How can they build a template for sharing and exchanging their data? Sometimes you just don't want to take notes because the case is so difficult to anonymize.

- How to anonymize data - How will we exchange that information?

We have two typologies. But every one of the violence has a different impact depending on the power, relationship, etc. But, it's also multi-layered, it requires time to understand the personal situation and the impact. As such the strategies and solutions are very unique. But, this is a good strategy. If we document it too much it could be used by the adversaries to run counter-attacks. When documenting good practice, don't document something that is so contextual that it can be used to build new attack tactics. In the working group they are trying to figure out trends so that they can share and learn with each other in the working group.

What is the purpose of the documentation that is to be shared?

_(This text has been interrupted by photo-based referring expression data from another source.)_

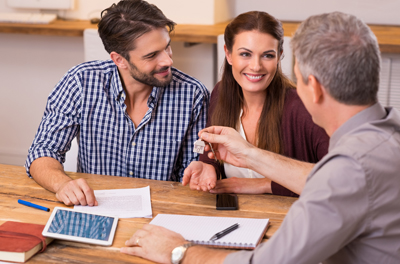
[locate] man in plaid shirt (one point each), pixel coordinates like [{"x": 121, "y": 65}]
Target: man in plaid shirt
[{"x": 134, "y": 115}]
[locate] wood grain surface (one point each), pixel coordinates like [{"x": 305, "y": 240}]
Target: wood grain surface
[{"x": 166, "y": 197}]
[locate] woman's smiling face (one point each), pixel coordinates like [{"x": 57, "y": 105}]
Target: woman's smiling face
[{"x": 254, "y": 59}]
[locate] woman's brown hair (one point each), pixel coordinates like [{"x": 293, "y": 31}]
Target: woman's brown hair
[{"x": 231, "y": 101}]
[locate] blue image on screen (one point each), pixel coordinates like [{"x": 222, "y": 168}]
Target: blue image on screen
[{"x": 81, "y": 225}]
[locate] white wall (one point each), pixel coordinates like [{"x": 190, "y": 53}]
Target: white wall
[
  {"x": 370, "y": 11},
  {"x": 31, "y": 65}
]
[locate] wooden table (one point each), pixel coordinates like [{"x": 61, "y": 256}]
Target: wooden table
[
  {"x": 166, "y": 197},
  {"x": 388, "y": 36}
]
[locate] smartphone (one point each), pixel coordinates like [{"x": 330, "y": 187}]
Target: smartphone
[{"x": 227, "y": 201}]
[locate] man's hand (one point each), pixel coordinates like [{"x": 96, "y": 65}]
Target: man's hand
[
  {"x": 200, "y": 176},
  {"x": 154, "y": 243},
  {"x": 243, "y": 185},
  {"x": 230, "y": 147},
  {"x": 76, "y": 192}
]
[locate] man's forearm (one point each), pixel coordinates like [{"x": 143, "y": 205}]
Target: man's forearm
[
  {"x": 203, "y": 255},
  {"x": 287, "y": 172},
  {"x": 49, "y": 173}
]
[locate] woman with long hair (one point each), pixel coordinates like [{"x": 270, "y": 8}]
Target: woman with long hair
[{"x": 258, "y": 100}]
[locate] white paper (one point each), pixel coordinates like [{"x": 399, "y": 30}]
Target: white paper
[
  {"x": 124, "y": 203},
  {"x": 199, "y": 229}
]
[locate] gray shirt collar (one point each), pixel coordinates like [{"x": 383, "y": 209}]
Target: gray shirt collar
[{"x": 373, "y": 112}]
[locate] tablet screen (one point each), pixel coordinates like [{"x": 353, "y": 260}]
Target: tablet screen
[{"x": 82, "y": 227}]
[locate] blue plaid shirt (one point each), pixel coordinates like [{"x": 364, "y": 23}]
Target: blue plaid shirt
[{"x": 89, "y": 102}]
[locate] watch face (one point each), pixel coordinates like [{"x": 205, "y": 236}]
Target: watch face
[{"x": 177, "y": 254}]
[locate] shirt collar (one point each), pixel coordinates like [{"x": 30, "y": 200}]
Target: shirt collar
[{"x": 372, "y": 113}]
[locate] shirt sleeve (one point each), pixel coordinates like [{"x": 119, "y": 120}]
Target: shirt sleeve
[
  {"x": 331, "y": 212},
  {"x": 59, "y": 124},
  {"x": 199, "y": 120}
]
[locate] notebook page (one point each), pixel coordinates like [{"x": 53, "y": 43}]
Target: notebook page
[{"x": 200, "y": 229}]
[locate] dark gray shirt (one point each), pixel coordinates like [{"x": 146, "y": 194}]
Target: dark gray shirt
[{"x": 349, "y": 210}]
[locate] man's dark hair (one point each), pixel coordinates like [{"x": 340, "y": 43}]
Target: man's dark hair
[{"x": 124, "y": 22}]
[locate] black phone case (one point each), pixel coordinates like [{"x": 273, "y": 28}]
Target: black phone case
[{"x": 227, "y": 202}]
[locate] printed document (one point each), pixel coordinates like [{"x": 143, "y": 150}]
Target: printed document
[{"x": 124, "y": 203}]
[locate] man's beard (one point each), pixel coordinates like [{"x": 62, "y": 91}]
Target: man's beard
[{"x": 149, "y": 79}]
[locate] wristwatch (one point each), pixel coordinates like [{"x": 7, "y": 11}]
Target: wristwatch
[{"x": 179, "y": 252}]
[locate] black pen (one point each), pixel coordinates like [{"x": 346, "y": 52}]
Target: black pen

How to do case documentation to not put people in danger the people who come to them for help.

In Brasil they don't have a helpline. And, so the colleagues there are very brave.

There is a network of feminist pro-bono lawyers who are already doing helplines. There are other groups who already have helplines. (Lawyers, psych, etc.) But, those groups don't usually have the expertise on digital. We may have to work on building connections with those groups.

They try all the time to keep updated on new cases.

      1. Example from Syria

- They are working more and more with regular women (Not activists) - there has been a massive leapfrog of women on phones. - have to use them to communicate, and also to connect with dispersed families

1) Facebook Prison: everyone is on Facebook. It is the communication channel of choice. People are walking with their phones. People are taking phones from women. And these women are being arrested based on info on their phones. They are running all womens clinics on issues around owning the technology they are using.

2) Own your phone: Hairdressers taking a picture of themselves uncovered to send to a relative in Jordan. And, then someone takes that photo off their relative and these women have to leave their families and countries because it gets leaked. These women are active users but don't understand how to control their data and technologies.

3) Women go to local internet cafe where man helps set up accounts and keeps passwords after they set them up. They will keep access to the passwords after the fact. So, having to help women understand that.

      1. Documentation

we have to take the documentation to the platforms and/or the state. - For example: non-consenual pornography. The victims don't want to be dis-anonymised. When you go to the state the state demands personal inforemation. -- One underage victim didn't want to report with the state because her parents would know. -- How to avoid the institutional violence (revictimization) - In non-consentual pornography. On some platforms force you to give name, real-id, and sometimes even an account to report these things. Somehow you have to work with platforms to get this removed

Make sure that you communicate the actual possibilities with the individuals. Don't give them unrealistic expectations about how the case will progress. - "The process is very slow. Don't get your hopes up" - "This is how they will deal with your case" - You don't want an individual to be re-compromised by the hands of an official investigation

- Listening - Documentation - assessment - exploring solutions - drafting plans - whats next.

Feelings This panel was interesting because it was based on a collaboration among different organisations working on related topics. This format enables to better understand the big picture and the work achieved in certain regions around specific topics (for instance documentation and accompaniment of women facing gender based online violence + feminist infrastructure projects).
Feedbacks Participants were engaged and made many questions.